Jonah spends three days in the whale’s belly before he does what he was originally asked. The whale spits him out onto the shore, and Jonah goes to Nineveh.

He warns the people of the city, saying, “Repent or God will destroy your city.” The story turns into a morality tale about obedience.

While this is a key feature of the story, this is only half of the story. Jonah’s time in the whale’s belly is not his dark moment it is the midpoint. He does not repent and learn a lesson, but he pivots because of external pressure. His flaws remain intact. Jonah hates the people of Nineveh and believes that if he simply ignored them, they would get what he feels they deserve.

Even after God drags him to the gates of Nineveh, his heart hasn’t changed. He still hates them. He delivers the warning and then goes out of the city, sits in the dirt, and waits to see fire rain down on it.

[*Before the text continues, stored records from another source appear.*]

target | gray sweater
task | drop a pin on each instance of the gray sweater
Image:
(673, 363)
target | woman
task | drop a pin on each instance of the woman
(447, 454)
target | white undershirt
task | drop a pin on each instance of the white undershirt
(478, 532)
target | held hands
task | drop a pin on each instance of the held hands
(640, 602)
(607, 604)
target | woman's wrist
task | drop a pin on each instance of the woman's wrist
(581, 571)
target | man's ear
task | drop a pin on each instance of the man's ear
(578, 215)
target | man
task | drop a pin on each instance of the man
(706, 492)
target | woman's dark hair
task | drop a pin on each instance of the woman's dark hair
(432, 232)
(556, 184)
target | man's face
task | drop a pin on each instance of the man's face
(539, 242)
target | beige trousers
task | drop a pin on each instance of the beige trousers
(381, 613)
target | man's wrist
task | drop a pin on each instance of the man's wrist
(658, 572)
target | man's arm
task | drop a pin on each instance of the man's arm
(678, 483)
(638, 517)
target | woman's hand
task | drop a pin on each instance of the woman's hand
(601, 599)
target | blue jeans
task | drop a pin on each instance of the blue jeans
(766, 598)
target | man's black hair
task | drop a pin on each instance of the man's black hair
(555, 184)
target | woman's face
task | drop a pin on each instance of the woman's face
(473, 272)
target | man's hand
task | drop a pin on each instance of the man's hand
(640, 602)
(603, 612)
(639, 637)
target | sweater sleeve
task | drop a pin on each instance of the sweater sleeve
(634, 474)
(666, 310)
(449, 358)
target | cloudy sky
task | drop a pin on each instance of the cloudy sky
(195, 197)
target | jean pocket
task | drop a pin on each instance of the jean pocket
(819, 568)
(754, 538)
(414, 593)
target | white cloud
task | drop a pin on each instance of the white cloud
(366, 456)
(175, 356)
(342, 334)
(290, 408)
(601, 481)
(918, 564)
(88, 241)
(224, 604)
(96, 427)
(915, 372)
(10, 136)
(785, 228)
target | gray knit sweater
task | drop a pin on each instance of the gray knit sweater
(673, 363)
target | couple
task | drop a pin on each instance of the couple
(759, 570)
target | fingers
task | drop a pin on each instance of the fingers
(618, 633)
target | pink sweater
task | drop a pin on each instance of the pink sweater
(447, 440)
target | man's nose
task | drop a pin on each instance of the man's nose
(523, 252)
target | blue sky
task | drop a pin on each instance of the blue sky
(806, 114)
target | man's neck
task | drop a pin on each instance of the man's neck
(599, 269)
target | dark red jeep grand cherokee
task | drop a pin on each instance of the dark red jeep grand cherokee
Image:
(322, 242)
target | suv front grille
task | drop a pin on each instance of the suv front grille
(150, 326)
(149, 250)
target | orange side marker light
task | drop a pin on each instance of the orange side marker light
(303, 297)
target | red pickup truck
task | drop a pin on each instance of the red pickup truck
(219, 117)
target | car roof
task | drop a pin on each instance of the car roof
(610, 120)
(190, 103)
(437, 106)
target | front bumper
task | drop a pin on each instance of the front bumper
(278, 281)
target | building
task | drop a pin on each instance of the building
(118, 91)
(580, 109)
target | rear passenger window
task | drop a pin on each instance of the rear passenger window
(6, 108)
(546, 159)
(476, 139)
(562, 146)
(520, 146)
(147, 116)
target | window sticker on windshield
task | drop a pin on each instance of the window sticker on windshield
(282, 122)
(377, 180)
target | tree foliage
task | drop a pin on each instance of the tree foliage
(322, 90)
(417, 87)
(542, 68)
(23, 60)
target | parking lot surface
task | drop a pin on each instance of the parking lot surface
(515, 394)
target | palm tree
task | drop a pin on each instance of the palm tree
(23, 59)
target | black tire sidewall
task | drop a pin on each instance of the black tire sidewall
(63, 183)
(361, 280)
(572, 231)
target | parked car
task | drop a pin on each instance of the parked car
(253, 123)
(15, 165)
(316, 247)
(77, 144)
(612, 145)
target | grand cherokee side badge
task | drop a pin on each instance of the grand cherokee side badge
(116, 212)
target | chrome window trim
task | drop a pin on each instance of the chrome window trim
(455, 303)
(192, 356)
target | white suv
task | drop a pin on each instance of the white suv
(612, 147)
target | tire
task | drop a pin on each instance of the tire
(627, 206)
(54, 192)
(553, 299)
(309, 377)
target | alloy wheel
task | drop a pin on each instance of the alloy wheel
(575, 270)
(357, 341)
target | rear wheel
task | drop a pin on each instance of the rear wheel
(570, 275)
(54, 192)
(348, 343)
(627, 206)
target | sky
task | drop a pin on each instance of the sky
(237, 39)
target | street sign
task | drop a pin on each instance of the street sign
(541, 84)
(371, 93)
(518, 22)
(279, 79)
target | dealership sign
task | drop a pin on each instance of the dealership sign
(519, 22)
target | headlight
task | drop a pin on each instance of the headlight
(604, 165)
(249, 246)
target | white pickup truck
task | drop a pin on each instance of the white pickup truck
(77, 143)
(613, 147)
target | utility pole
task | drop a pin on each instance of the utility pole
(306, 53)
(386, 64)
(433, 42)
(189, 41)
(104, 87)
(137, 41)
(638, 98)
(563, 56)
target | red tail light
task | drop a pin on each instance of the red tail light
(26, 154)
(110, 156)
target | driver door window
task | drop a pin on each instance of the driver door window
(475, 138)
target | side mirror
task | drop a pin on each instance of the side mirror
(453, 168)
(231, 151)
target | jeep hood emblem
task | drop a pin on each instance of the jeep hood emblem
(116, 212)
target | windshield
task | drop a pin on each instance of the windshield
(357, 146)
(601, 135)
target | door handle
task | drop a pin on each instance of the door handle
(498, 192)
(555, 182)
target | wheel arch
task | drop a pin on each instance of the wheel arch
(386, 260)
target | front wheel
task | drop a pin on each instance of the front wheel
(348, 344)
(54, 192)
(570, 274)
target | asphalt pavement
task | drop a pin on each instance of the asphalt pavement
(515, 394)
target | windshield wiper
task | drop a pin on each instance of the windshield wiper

Then comes the object lesson. A plant grows up around where he sits, providing shade from the sun and heat. And Jonah is happy. At night, a worm attacks his plant, and it dies. (If you’re a gardener, this is an all too painful lesson about the fragility of plants). But the object lesson is not about the worm; it’s about the plant.

The next day, Jonah sits again in the sun and heat while the city still stands. He is angry and full of self-pity. He asks God to let him die. This is his dark-night-of-the-soul. He comes to the end of himself and must face the lie he clung to up to this point.

And here is the meaning of the object lesson. God explains that if Jonah mourns the loss of the plant that lived only a day and a night, how much more should He not mourne the loss of a city full of people. God hated the evil things they did. Jonah felt he was better than they were and that they were not worthy of his sympathy. He had more sympathy for an unnamed plant, whose life was naturally short, than for hundreds or thousands of people all made in the image of God. If Jonah should feel pit for the plant, how much more should God feel pity for the loss of the people of Nineveh.

The lesson: C.S. Lewis said that as humans we are part animal and part angel. It is all too easy to hate our enemies and see them only as the animals we believe them to be. We forget there’s a part of them that God made and loves that will live forever. No matter who someone is or what he has done, he possesses intrinsic value in the eyes of his maker.

We’re never told that Jonah learns to forgive or to value others as God does. The story cuts short with no resolution. But the lesson is the last thing we hear.